There was a large selection of accessible wines (many priced at less than $40), as well as some very nice higher-end vinos (but all very young vintages). They pour by the carafe, half bottle and glass for any of the less than $40 selections, which is very nice for tasting and for larger parties. We selected a bottle of the popular Whispering Angel Rose '08 for this hot early summer evening.

The fresh-baked foccacia (sans herbs) which came out with the menus was not very good, but the service was prompt if a bit hurried.

The menu is all served tapas style, and comes out quickly when ordered. With antipasti such as salt-roasted beets with whipped goat cheese (a great flavored beet, and I really could have eaten several orders, unusual for my carnivore self) and rock shrimp with spring peas (very good and 'fresh' tasting with a touch of lemon), it is hard to narrow down choices. Next up was a decent selection of cured meats (we started with a pile of thinly sliced Jamon Serrano, which was ok, but not to the quality of, say The Publican) and "smears" to spread on crostini (we sampled the bone marrow with herbs, two huge chunks of bone with parsley, capers and fennel, and a salt dish, which was very good but the crostini were over-oiled for such a rich flavor). The cheese is a highlight of the menu, with sampler plates of 3 or 5 types from the broader list of 16 available. We tried a camembert (very nice), a 6-month aged gouda (could have been a 5-year, excellent), and a manchego (not that good). The crisp yet chewy bread served with the cheeses were excellent (perhaps better-suited for the marrow dish as well).

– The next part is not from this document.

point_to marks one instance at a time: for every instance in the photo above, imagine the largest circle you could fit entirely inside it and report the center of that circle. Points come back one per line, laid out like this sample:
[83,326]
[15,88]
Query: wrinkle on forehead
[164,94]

We then got more serious, we decided to skip the list of tasty sounding "fried items" (you know, health reasons) and went with the octopus from the "A La Plancha" menu. Thick pieces of octopus (1 inch radius) were very well grilled with a hash of swiss chard and a small tapioca-esque grain. This was a highlight.

The menu has a salads and a few panini as well, which we did not try.

The atmosphere and decor could use some work. The restaurant has badly-spaced tables and a strange combination of white marble tables, country kitchen walls, dark reclaimed wood floors and red diner banquettes. It needs to make up its mind and space itself out. There is a nice outdoor space, though.

In all honesty, I had forgotten for many months about this restaurant. I recall the opening and a bunch of good PR, but then it dropped off my radar (largely due to location). However, while I would go again if I were in the area, this is not a spot I would make a special trip for - too many pieces missing to make the whole a complete and exciting experience.